The invisible type fence uses an underground wire that uses radio signals to activate shock collars worn by animals that are fenced in. Since cattle can be trained to stay inside a single strand of electrified fence wire, Siroen theorized that they should also be able to learn to respect a fence they can't see.
His goal was to fence cattle out of a creek that runs through his property to help prevent stream bank erosion.
When Siroen learned there might be grant money available for soil and water conservation projects through a group called the Upper Thames River Conservation Authority, he approached the group's water quality specialist, Craig Merkley.
Merkley visited Siroen's farm and decided the underground fence idea had merit. The two contacted Richard Martin, who owns Hidden Fence, London, Ontario, and sells Pet Safe underground fencing. In no time at all the project was underway.
It took 6,000 ft. of cable to fence the area where Siroen wanted to discourage his 20 or so cows and their calves from going. They started with their regular cable, but because they needed so much more than usual, they had trouble with it breaking and had to start over with heavier cable, Siroen says.
The regular power supply for the buried fence cable wasn't able to supply an even flow of electricity all the way around, so they had to find a larger one.
With the fence hooked into the main household power supply, the possibility of a lightning strike became a concern and a lightning arrester had to be installed. The house is only about 60 ft. from the buried cable, so if there was a strike in the area, we figured the cable would carry it into the house, he says.
While the cable is buried and the hidden fence can be turned on, another problem was collars big enough to fit cattle. Pet Safe agreed to provide special collars.
The Pet Safe system works with three signals.
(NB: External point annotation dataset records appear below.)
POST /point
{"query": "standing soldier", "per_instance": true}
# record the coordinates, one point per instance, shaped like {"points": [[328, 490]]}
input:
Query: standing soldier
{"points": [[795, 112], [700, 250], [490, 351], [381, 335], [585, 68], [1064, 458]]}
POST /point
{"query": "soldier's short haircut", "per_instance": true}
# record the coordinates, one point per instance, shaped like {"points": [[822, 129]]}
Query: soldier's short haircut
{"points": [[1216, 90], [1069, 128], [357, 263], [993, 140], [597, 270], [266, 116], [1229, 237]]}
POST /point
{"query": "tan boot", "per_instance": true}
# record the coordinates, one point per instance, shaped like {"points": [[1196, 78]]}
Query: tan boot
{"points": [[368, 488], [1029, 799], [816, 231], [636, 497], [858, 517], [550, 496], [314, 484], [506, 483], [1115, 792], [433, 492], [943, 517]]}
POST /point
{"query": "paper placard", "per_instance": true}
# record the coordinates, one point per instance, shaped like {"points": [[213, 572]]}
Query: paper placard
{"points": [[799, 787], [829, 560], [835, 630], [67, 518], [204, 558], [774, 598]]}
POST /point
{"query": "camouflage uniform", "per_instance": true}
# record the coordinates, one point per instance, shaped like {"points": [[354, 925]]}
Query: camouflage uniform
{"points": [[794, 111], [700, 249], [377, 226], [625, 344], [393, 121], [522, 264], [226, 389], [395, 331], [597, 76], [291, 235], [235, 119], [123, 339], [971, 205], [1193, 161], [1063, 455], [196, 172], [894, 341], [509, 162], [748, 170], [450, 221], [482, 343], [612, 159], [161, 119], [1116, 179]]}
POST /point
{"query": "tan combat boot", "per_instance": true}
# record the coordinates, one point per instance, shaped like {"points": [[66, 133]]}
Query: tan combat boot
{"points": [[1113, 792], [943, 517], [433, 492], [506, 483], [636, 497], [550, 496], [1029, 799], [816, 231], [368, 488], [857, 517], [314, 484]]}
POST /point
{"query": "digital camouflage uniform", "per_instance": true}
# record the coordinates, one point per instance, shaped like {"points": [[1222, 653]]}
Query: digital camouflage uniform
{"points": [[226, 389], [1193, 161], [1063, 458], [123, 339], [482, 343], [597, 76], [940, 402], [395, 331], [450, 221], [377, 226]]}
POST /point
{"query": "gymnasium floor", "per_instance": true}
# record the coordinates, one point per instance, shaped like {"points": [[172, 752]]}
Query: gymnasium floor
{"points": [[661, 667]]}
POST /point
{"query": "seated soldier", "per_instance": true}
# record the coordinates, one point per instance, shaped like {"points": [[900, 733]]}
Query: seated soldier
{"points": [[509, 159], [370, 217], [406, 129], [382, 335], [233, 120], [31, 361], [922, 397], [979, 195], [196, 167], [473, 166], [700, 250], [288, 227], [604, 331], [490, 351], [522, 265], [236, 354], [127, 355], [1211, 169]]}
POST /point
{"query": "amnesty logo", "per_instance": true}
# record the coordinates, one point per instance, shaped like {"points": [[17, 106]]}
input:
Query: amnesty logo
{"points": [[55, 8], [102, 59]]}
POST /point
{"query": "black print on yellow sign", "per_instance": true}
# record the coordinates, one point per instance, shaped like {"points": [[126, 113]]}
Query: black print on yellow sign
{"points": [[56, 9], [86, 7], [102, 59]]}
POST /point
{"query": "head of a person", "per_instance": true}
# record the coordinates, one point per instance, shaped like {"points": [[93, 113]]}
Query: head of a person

The first is visual, which amounts to white plastic flags spaced at intervals around the perimeter in the fenced-in area. The second is audible. The collar emits a sound when the animal wearing it approaches buried cable. And finally there's a shock to drive home the fact that the fence is there.
All three of these will be used when the time comes for Siroen to train his cattle. While everyone involved sees promise in this fencing system, it's still not proven. Siroen is confident it will work and has already thought about expanding it to other areas. He's also given some thought to gates. I like the idea that we'll be able to enter the pasture anywhere we want with a tractor, but I have to be able to move the cows out as well. We'll have to develop a gate area where the cattle don't receive the audible and shock signals, so they'll be easy to move out of the pasture when need to, Siroen says. He expects to have the system fully functional by next spring.